Rassegna Stampa

di Giovanni Pacchiano Il Sole 24 ore 04 maggio 2004

Chi si ricorda di un’antologia ormai appartenente alla preistoria come La nuova narrativa italiana per cura di Giacinto Spagnoletti ( 2 voll., anno 1989 )? Esemplare nel suo rifiuto di un titolo-etichetta di quelli che fan colore. E vi sono rappresentate le promesse e le quasi-certezze nel campo della narrativa del dopoguerra, con quel tanto di profezia da parte del critico militante che sorprende ancora oggi per la saldezza del gusto. Sono giunte, in anni più vicini a noi, le etichette di maniera, i “giovani cannibali”, i “disertori”, più molti altri nomi o perifrasi di fantasia di cui ci siamo voluti rapidamente dimenticare.

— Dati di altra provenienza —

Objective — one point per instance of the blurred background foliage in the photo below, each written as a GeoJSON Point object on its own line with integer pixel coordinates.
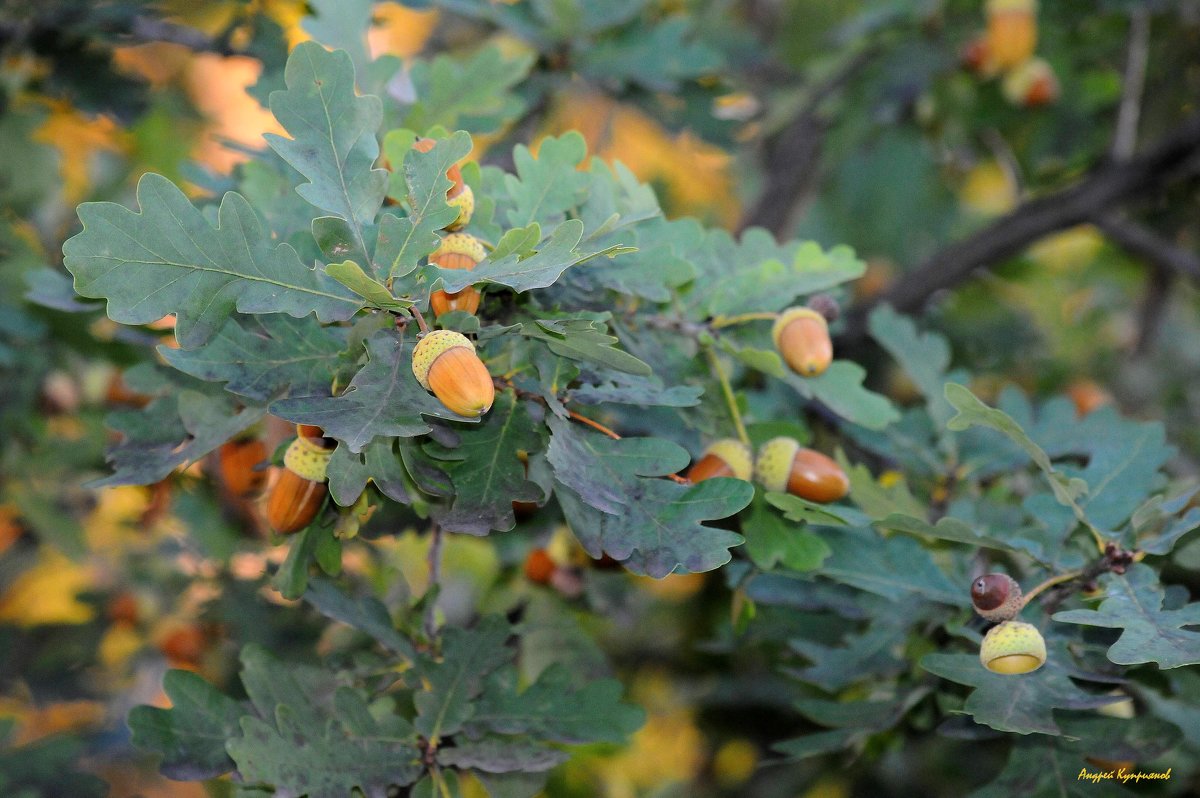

Oggi, ecco l’ultima nata fra le sillogi di giovani promesse, La qualità dell’aria (sottotitolo: Storie di questo tempo). Dove i due curatori (entrambi anche scrittori, ed entrambi autoantologizzatisi, scivolata di stile) puntano, nella prefazione al volume, su un obiettivo che è ragionevole condividere: raccontare il nostro tempo, declinandone ‹‹le ansie sociali in uno stile forte, riconoscibile››. Aggiungendo, nella stessa prefazione, anche qualche enfasi di troppo, di quelle che un po’ irritano, come:‹‹ Avevamo a che fare con un’antologia necessaria›› (manco fossimo dinanzi alla celebre Letteratura dell’Italia unita di Gianfranco Contini). O: ‹‹E’ nato così un forsennato corpo a corpo con gli scrittori dell’antologia›› (detto dei contatti con gli autori e della messa a punto del volume).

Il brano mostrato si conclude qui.